Briana’s Vision Becomes Reality

Briana Eacott rining the end of treatment bell.jpgWhen Briana Eacott opened her eyes one morning in 1998, her view of the familiar objects in her bedroom was double and slanted. Eacott, 22 at the time, was diagnosed with a severe sinus infection and prescribed medication.

She eventually recovered her vision. But in 2004, when she had a second episode, an astute emergency physician questioned the first diagnosis and referred her to Austin ophthalmologist John Shore, MD, who suspected en plaque meningioma, a rare subtype of the slow-growing tumor that manifests as a diffuse growth adhering to the brain and adjacent bone. “It was growing like a sheet of sticky gum across the surface of my brain and down the sphenoid bone around my left eye’s orbit,” says Eacott, who now is 48 and teaches yoga in Austin.
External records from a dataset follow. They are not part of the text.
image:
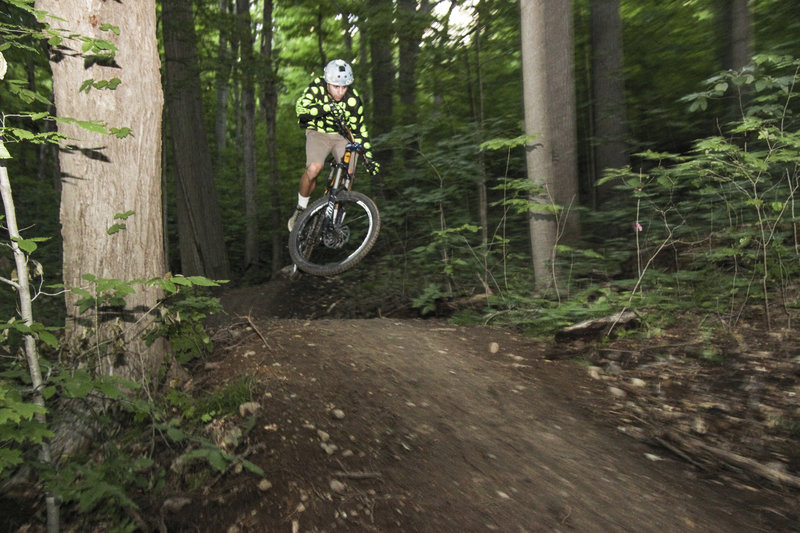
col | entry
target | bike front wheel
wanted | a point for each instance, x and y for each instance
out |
(326, 246)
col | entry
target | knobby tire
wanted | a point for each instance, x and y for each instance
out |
(319, 250)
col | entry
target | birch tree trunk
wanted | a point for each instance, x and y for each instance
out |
(200, 236)
(270, 104)
(247, 69)
(608, 93)
(105, 175)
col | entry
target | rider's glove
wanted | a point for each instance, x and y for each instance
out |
(373, 167)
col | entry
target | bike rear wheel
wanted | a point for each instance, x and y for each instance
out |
(323, 247)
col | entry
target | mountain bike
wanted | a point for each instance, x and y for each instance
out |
(337, 231)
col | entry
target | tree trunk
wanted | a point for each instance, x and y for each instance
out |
(734, 18)
(200, 235)
(549, 100)
(247, 70)
(270, 105)
(608, 93)
(734, 22)
(104, 175)
(222, 81)
(481, 20)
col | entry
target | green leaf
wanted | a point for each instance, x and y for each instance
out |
(26, 245)
(115, 228)
(124, 216)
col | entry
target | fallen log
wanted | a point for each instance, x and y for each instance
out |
(595, 327)
(693, 447)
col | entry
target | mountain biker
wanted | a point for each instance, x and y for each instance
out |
(325, 101)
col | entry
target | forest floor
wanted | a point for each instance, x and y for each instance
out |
(403, 424)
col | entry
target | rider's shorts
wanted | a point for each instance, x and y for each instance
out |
(319, 145)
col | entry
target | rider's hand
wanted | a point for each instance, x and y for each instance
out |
(373, 167)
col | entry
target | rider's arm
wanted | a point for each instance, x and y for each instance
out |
(312, 103)
(354, 113)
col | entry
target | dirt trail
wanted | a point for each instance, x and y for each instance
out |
(412, 425)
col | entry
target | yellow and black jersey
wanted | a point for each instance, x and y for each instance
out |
(314, 111)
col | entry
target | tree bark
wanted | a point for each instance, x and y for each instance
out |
(199, 220)
(247, 70)
(103, 175)
(549, 101)
(608, 93)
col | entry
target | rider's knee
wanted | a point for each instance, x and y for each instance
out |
(313, 170)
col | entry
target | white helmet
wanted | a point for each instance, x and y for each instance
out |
(338, 72)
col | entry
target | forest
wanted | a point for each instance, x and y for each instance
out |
(542, 164)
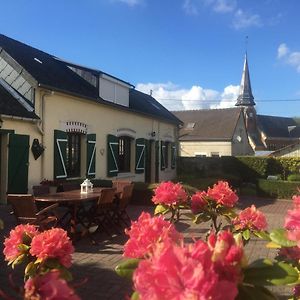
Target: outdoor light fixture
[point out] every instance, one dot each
(86, 186)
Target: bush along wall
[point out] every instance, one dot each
(277, 189)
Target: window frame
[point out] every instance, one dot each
(124, 154)
(73, 154)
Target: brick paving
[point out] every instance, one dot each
(96, 263)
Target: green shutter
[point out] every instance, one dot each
(91, 156)
(140, 156)
(60, 154)
(18, 162)
(112, 155)
(162, 155)
(173, 155)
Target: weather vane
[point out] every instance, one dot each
(246, 43)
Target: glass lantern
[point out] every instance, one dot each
(86, 186)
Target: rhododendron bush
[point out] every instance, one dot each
(46, 257)
(163, 266)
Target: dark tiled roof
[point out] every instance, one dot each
(276, 127)
(146, 104)
(210, 124)
(9, 105)
(50, 72)
(54, 73)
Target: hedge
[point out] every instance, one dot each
(277, 188)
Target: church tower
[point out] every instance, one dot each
(246, 100)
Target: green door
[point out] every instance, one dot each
(18, 156)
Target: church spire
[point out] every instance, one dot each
(245, 97)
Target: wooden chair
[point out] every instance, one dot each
(119, 184)
(39, 190)
(120, 214)
(99, 214)
(25, 211)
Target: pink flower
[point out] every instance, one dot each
(198, 202)
(292, 224)
(169, 193)
(48, 287)
(296, 201)
(223, 194)
(228, 255)
(250, 218)
(53, 243)
(146, 232)
(178, 272)
(22, 234)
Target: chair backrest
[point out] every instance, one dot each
(39, 190)
(107, 196)
(126, 195)
(119, 184)
(23, 206)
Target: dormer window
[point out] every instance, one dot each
(190, 126)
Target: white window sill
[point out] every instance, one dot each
(125, 175)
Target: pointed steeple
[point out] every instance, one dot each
(245, 97)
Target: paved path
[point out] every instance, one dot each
(97, 263)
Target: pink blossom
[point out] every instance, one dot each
(223, 194)
(198, 202)
(250, 218)
(296, 201)
(169, 193)
(53, 243)
(178, 272)
(146, 232)
(228, 255)
(292, 224)
(22, 234)
(48, 287)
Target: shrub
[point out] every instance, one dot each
(276, 189)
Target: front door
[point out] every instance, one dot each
(18, 156)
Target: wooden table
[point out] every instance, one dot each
(72, 200)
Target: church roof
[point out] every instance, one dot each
(278, 127)
(245, 97)
(208, 124)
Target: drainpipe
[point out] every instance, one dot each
(41, 125)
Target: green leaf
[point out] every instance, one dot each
(161, 209)
(265, 272)
(23, 247)
(279, 237)
(264, 235)
(30, 269)
(135, 296)
(126, 268)
(246, 234)
(20, 259)
(250, 292)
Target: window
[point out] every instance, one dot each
(73, 155)
(215, 154)
(124, 153)
(167, 144)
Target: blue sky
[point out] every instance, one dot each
(188, 52)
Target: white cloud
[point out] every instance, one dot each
(224, 6)
(243, 20)
(130, 2)
(174, 97)
(288, 57)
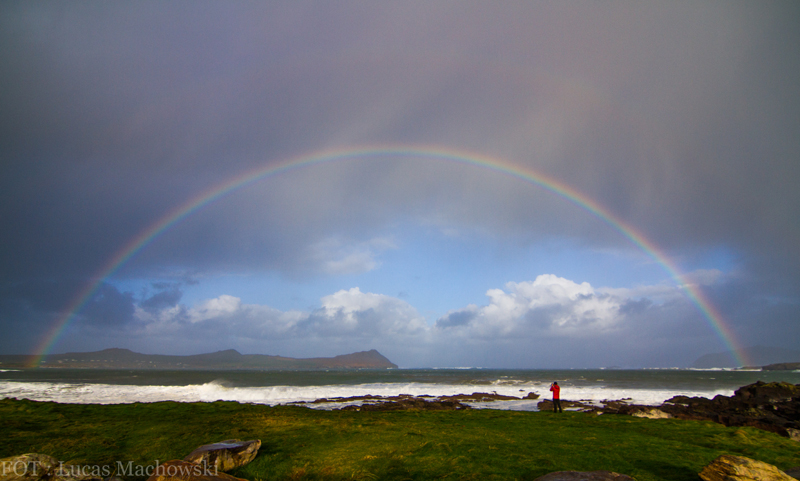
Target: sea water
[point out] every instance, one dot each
(109, 386)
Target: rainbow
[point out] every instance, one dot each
(332, 155)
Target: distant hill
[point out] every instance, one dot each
(758, 355)
(230, 359)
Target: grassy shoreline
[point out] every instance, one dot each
(302, 443)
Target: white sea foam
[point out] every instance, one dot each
(272, 395)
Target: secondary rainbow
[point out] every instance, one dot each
(435, 153)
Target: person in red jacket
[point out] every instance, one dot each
(556, 397)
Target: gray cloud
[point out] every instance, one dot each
(680, 118)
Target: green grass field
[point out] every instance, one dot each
(300, 443)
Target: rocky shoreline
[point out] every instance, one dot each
(773, 406)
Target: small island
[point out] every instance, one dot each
(222, 360)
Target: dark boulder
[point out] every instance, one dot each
(225, 455)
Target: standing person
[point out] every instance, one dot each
(556, 397)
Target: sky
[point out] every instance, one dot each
(679, 121)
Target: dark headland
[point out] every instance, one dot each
(221, 360)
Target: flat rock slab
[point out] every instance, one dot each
(177, 470)
(584, 476)
(739, 468)
(225, 455)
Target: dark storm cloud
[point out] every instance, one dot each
(680, 118)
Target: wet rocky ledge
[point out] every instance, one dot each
(773, 406)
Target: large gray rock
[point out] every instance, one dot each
(225, 455)
(739, 468)
(584, 476)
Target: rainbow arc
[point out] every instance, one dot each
(693, 292)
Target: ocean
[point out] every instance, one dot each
(641, 386)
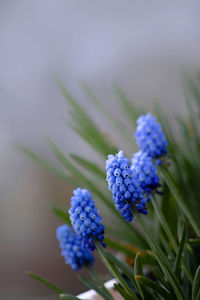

When her vision deteriorated further in 2012, a team of neurosurgeons at UTHealth Houston Neurosciences removed the portion of the tumor they could access during a left-side craniotomy. Eacott continued to see multiple doctors, with her care guided by neurologist Sigmund Hsu, MD, assistant professor in the Vivian L. Smith Department of Neurosurgery at McGovern Medical School at UTHealth Houston and a key member of the UTHealth Houston Neurosciences neuro-oncology team. Hsu specializes in the treatment of patients with primary brain tumors, brain and spinal cord metastases, and chemotherapy neurotoxicity.

For the next few years, her visual problems presented in episodes that would last for a few months, then subside. By 2019, she had lost significant vision in her left eye, which also had stopped dilating. “Then in 2021, my vision started flickering in my right eye,” Eacott says. “At first it was occasional, but it became more frequent.”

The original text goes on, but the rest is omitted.